Cognitive test scores commonly use such an approach.  The example below was used to highlight again that text may be considered a display attribute.  This time the text is dynamically produced based on a conversion table.  Notice once the data is placed along a common metric, standard rules can be used to generate descriptive text applicable across several cognitive tests.

Size and Spatial Location – This topic has been briefly touched upon in other articles (see here) and a full discussion will be coming soon.  For now, note the cognitive literature shows the processing of size and spatial location generally requires minimal attentional resources, even automatic in some cases.  Thus, these two attributes have tremendous potential to convey large amounts of information and ease comparisons across heterogeneous data.

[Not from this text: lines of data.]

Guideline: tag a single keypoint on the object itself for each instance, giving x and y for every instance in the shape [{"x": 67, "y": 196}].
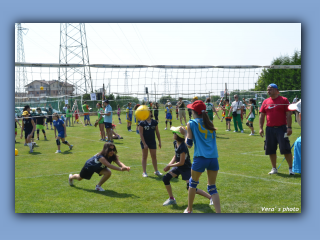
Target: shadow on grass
[
  {"x": 156, "y": 178},
  {"x": 222, "y": 137},
  {"x": 201, "y": 207},
  {"x": 284, "y": 175},
  {"x": 109, "y": 193}
]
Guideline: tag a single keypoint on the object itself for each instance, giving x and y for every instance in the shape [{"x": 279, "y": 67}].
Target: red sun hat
[{"x": 198, "y": 106}]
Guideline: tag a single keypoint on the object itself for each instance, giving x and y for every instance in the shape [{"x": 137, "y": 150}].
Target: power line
[
  {"x": 129, "y": 43},
  {"x": 106, "y": 45}
]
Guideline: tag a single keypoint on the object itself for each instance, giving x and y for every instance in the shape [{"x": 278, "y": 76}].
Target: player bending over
[
  {"x": 180, "y": 164},
  {"x": 100, "y": 164}
]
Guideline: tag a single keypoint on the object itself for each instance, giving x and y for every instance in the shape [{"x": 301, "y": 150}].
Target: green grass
[{"x": 244, "y": 186}]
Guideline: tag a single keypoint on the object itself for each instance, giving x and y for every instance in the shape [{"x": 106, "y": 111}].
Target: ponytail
[{"x": 207, "y": 123}]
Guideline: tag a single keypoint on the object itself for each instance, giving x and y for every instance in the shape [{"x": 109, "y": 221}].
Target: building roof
[{"x": 47, "y": 83}]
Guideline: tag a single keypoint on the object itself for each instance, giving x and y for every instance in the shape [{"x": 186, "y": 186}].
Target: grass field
[{"x": 244, "y": 186}]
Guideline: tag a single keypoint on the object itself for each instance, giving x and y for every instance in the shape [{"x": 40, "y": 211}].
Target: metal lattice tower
[
  {"x": 21, "y": 74},
  {"x": 74, "y": 50},
  {"x": 126, "y": 84}
]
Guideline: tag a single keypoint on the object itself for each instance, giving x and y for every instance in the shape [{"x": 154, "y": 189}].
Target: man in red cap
[{"x": 278, "y": 128}]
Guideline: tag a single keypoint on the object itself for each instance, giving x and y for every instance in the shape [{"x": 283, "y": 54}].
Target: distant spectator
[
  {"x": 278, "y": 127},
  {"x": 236, "y": 107}
]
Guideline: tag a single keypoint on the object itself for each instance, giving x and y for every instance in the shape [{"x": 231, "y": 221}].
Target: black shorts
[
  {"x": 185, "y": 173},
  {"x": 27, "y": 132},
  {"x": 275, "y": 136},
  {"x": 87, "y": 172},
  {"x": 49, "y": 119},
  {"x": 150, "y": 145}
]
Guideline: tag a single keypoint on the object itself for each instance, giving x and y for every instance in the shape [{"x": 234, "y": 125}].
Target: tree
[{"x": 286, "y": 79}]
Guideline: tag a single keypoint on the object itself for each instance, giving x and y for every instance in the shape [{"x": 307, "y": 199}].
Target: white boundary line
[{"x": 239, "y": 175}]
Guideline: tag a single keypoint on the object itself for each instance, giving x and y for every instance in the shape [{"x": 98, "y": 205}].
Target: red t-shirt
[{"x": 275, "y": 109}]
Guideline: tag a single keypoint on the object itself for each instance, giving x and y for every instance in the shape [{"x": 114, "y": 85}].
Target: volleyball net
[{"x": 140, "y": 84}]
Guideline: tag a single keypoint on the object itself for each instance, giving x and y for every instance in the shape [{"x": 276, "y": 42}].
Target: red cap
[{"x": 198, "y": 106}]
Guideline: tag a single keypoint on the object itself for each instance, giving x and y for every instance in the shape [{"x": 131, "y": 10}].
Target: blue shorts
[
  {"x": 200, "y": 164},
  {"x": 185, "y": 173},
  {"x": 61, "y": 134}
]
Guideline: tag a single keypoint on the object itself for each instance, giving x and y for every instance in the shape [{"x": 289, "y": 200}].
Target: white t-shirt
[{"x": 236, "y": 106}]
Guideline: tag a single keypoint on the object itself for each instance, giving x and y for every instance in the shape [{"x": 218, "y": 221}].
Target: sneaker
[
  {"x": 186, "y": 211},
  {"x": 70, "y": 180},
  {"x": 169, "y": 202},
  {"x": 99, "y": 188},
  {"x": 273, "y": 171},
  {"x": 290, "y": 172},
  {"x": 158, "y": 173}
]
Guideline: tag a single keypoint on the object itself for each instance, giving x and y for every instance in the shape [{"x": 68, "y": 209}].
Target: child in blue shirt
[{"x": 62, "y": 132}]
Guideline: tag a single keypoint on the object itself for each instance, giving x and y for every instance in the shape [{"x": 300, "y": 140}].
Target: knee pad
[
  {"x": 192, "y": 183},
  {"x": 166, "y": 179},
  {"x": 212, "y": 189},
  {"x": 188, "y": 187}
]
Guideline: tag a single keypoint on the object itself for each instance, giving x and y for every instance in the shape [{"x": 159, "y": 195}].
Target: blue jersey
[
  {"x": 204, "y": 140},
  {"x": 296, "y": 164},
  {"x": 149, "y": 131},
  {"x": 169, "y": 113},
  {"x": 182, "y": 149},
  {"x": 58, "y": 124},
  {"x": 27, "y": 124}
]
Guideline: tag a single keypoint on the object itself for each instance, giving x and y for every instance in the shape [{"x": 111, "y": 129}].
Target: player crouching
[
  {"x": 99, "y": 164},
  {"x": 62, "y": 132}
]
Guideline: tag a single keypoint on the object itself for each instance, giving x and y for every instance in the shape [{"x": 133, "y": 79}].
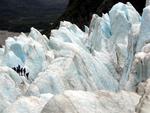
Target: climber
[
  {"x": 18, "y": 69},
  {"x": 21, "y": 70},
  {"x": 27, "y": 75},
  {"x": 24, "y": 71}
]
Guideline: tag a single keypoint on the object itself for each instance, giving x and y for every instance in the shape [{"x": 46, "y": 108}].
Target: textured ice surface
[{"x": 112, "y": 55}]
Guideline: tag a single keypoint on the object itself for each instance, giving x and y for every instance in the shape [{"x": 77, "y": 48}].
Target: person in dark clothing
[
  {"x": 27, "y": 75},
  {"x": 21, "y": 71},
  {"x": 18, "y": 69},
  {"x": 24, "y": 71}
]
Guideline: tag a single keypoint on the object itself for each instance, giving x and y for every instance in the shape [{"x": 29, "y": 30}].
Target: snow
[{"x": 74, "y": 68}]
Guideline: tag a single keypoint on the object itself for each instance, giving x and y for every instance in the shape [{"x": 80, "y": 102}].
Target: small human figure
[
  {"x": 27, "y": 75},
  {"x": 14, "y": 68},
  {"x": 18, "y": 69},
  {"x": 24, "y": 71},
  {"x": 21, "y": 70}
]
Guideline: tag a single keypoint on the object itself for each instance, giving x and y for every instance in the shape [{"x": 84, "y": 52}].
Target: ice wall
[{"x": 111, "y": 55}]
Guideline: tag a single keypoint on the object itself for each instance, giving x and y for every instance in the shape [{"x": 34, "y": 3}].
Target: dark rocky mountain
[
  {"x": 20, "y": 15},
  {"x": 80, "y": 11}
]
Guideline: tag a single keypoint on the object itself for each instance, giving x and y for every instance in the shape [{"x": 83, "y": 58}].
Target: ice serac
[
  {"x": 112, "y": 55},
  {"x": 144, "y": 36},
  {"x": 88, "y": 102}
]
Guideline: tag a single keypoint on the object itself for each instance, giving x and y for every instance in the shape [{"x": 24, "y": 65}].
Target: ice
[{"x": 95, "y": 65}]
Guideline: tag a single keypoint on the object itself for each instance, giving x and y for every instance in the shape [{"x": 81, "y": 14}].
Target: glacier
[{"x": 102, "y": 69}]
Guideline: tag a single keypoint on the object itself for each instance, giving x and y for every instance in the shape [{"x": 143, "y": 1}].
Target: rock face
[
  {"x": 80, "y": 12},
  {"x": 20, "y": 15},
  {"x": 76, "y": 71}
]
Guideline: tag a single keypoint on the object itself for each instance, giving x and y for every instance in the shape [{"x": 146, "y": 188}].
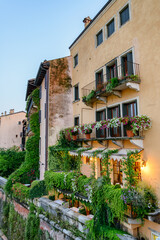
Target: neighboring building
[
  {"x": 122, "y": 41},
  {"x": 30, "y": 106},
  {"x": 12, "y": 129},
  {"x": 54, "y": 80}
]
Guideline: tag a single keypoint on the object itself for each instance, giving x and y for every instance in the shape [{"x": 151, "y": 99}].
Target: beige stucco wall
[
  {"x": 10, "y": 129},
  {"x": 141, "y": 34},
  {"x": 42, "y": 130},
  {"x": 60, "y": 98}
]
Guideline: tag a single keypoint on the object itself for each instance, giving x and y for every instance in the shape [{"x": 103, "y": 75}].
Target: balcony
[{"x": 114, "y": 82}]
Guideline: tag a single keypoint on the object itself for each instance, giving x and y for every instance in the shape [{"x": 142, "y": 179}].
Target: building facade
[
  {"x": 12, "y": 132},
  {"x": 54, "y": 81},
  {"x": 115, "y": 66}
]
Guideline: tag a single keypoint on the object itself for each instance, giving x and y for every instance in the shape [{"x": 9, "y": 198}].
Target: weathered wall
[
  {"x": 42, "y": 130},
  {"x": 60, "y": 97},
  {"x": 141, "y": 33},
  {"x": 10, "y": 129}
]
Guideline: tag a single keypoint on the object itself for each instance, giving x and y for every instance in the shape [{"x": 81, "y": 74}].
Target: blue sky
[{"x": 32, "y": 31}]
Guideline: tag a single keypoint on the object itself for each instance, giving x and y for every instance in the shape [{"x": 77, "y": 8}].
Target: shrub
[
  {"x": 20, "y": 191},
  {"x": 38, "y": 189},
  {"x": 10, "y": 160}
]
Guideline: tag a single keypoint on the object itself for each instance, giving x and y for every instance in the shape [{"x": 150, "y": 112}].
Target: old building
[
  {"x": 12, "y": 129},
  {"x": 115, "y": 66},
  {"x": 54, "y": 81}
]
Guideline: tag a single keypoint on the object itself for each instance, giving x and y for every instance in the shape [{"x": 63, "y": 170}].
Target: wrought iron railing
[{"x": 127, "y": 71}]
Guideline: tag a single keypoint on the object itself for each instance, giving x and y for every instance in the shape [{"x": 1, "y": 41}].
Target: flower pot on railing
[
  {"x": 129, "y": 133},
  {"x": 74, "y": 137},
  {"x": 88, "y": 135}
]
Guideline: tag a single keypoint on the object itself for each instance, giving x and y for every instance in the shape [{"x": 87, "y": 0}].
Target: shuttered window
[
  {"x": 99, "y": 38},
  {"x": 75, "y": 60},
  {"x": 101, "y": 115},
  {"x": 110, "y": 28},
  {"x": 76, "y": 92},
  {"x": 124, "y": 15},
  {"x": 127, "y": 64},
  {"x": 113, "y": 113},
  {"x": 112, "y": 71},
  {"x": 76, "y": 121}
]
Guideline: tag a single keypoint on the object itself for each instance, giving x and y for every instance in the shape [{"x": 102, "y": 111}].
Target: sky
[{"x": 32, "y": 31}]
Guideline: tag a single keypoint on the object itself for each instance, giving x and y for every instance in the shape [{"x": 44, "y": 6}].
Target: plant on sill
[
  {"x": 113, "y": 83},
  {"x": 89, "y": 96}
]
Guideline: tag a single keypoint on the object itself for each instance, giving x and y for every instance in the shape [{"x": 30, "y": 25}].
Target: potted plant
[
  {"x": 87, "y": 130},
  {"x": 74, "y": 132}
]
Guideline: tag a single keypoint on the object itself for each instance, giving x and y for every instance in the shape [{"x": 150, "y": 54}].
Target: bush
[
  {"x": 10, "y": 160},
  {"x": 61, "y": 180},
  {"x": 20, "y": 191},
  {"x": 38, "y": 189}
]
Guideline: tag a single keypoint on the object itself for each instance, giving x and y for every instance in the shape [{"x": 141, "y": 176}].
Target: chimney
[
  {"x": 86, "y": 21},
  {"x": 11, "y": 111}
]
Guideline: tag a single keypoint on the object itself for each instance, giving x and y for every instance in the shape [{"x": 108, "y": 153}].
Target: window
[
  {"x": 40, "y": 92},
  {"x": 155, "y": 236},
  {"x": 75, "y": 60},
  {"x": 127, "y": 64},
  {"x": 117, "y": 172},
  {"x": 130, "y": 109},
  {"x": 99, "y": 38},
  {"x": 110, "y": 28},
  {"x": 39, "y": 116},
  {"x": 124, "y": 15},
  {"x": 99, "y": 79},
  {"x": 76, "y": 121},
  {"x": 111, "y": 70},
  {"x": 101, "y": 115},
  {"x": 112, "y": 113},
  {"x": 46, "y": 81},
  {"x": 76, "y": 92}
]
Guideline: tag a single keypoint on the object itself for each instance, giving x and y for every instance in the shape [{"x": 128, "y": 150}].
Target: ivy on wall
[{"x": 29, "y": 170}]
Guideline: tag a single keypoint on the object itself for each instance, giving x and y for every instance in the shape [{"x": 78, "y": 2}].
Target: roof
[
  {"x": 30, "y": 87},
  {"x": 44, "y": 66},
  {"x": 108, "y": 2}
]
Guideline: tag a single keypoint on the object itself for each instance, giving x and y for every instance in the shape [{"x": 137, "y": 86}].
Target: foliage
[
  {"x": 32, "y": 225},
  {"x": 10, "y": 217},
  {"x": 38, "y": 189},
  {"x": 20, "y": 191},
  {"x": 137, "y": 123},
  {"x": 128, "y": 164},
  {"x": 106, "y": 164},
  {"x": 113, "y": 83},
  {"x": 89, "y": 96},
  {"x": 29, "y": 169},
  {"x": 58, "y": 180},
  {"x": 10, "y": 160}
]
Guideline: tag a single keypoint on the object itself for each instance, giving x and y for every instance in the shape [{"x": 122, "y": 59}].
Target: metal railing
[{"x": 127, "y": 71}]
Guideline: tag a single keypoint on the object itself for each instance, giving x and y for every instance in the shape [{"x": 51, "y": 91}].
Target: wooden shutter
[{"x": 130, "y": 63}]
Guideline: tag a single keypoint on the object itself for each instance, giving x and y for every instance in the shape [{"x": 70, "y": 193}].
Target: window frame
[
  {"x": 74, "y": 93},
  {"x": 76, "y": 117},
  {"x": 76, "y": 58},
  {"x": 121, "y": 10},
  {"x": 96, "y": 37},
  {"x": 106, "y": 26}
]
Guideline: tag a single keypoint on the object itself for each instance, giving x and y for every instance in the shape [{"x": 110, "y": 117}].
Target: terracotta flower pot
[
  {"x": 74, "y": 137},
  {"x": 88, "y": 135},
  {"x": 130, "y": 133}
]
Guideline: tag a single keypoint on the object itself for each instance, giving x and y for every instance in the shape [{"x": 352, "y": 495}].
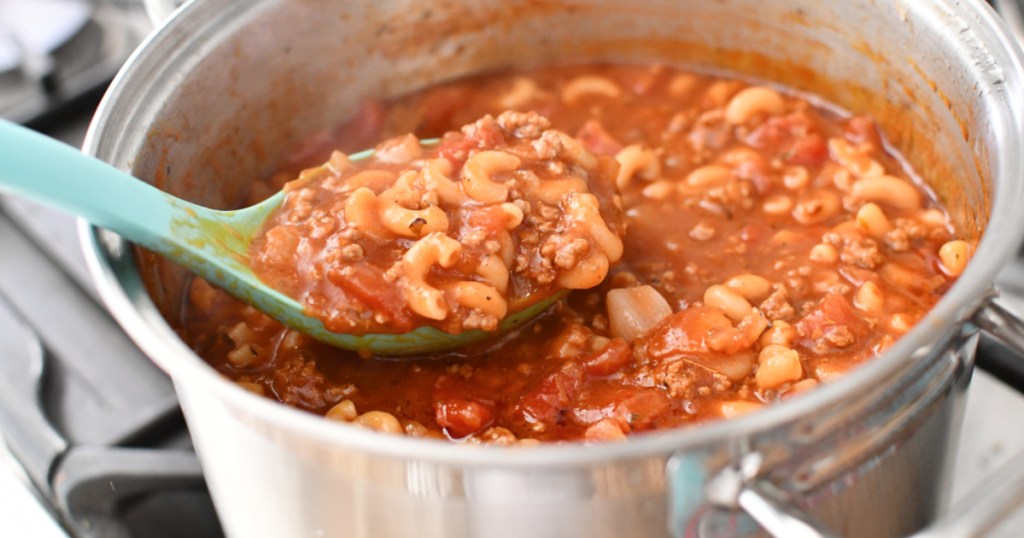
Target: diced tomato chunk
[
  {"x": 635, "y": 408},
  {"x": 810, "y": 150},
  {"x": 463, "y": 417},
  {"x": 554, "y": 396},
  {"x": 682, "y": 333},
  {"x": 609, "y": 359},
  {"x": 370, "y": 288}
]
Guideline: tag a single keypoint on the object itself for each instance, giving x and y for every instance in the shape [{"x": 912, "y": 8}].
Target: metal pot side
[{"x": 224, "y": 88}]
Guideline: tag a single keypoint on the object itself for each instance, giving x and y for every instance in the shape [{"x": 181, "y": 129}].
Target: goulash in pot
[
  {"x": 750, "y": 245},
  {"x": 459, "y": 236}
]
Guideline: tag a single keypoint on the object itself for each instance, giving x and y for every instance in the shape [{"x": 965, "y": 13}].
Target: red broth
[{"x": 771, "y": 245}]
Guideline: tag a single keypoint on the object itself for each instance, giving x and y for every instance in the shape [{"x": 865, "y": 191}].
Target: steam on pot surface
[{"x": 772, "y": 243}]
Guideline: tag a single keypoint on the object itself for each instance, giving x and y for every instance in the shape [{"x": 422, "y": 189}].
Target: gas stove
[{"x": 95, "y": 444}]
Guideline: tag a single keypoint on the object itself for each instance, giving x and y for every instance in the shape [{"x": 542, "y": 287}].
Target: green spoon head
[{"x": 218, "y": 244}]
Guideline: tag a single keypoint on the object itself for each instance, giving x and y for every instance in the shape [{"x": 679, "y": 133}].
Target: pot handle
[
  {"x": 738, "y": 488},
  {"x": 160, "y": 10}
]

Missing and Invalid Data – Only briefly mentioned here since it’s a method not specifically designed to address heterogeneous data, the use of visual attributes is an effective means for identifying missing and/or invalid data.  Certainly, the bulk of missing/invalid data is handled through form data entry validation routines.  However, some of the more sophisticated clinical rules and/or time separated, multi-variable relationships often expressed in disease state images offer a great opportunity to incorporate an attribute to indicate missing/invalid data.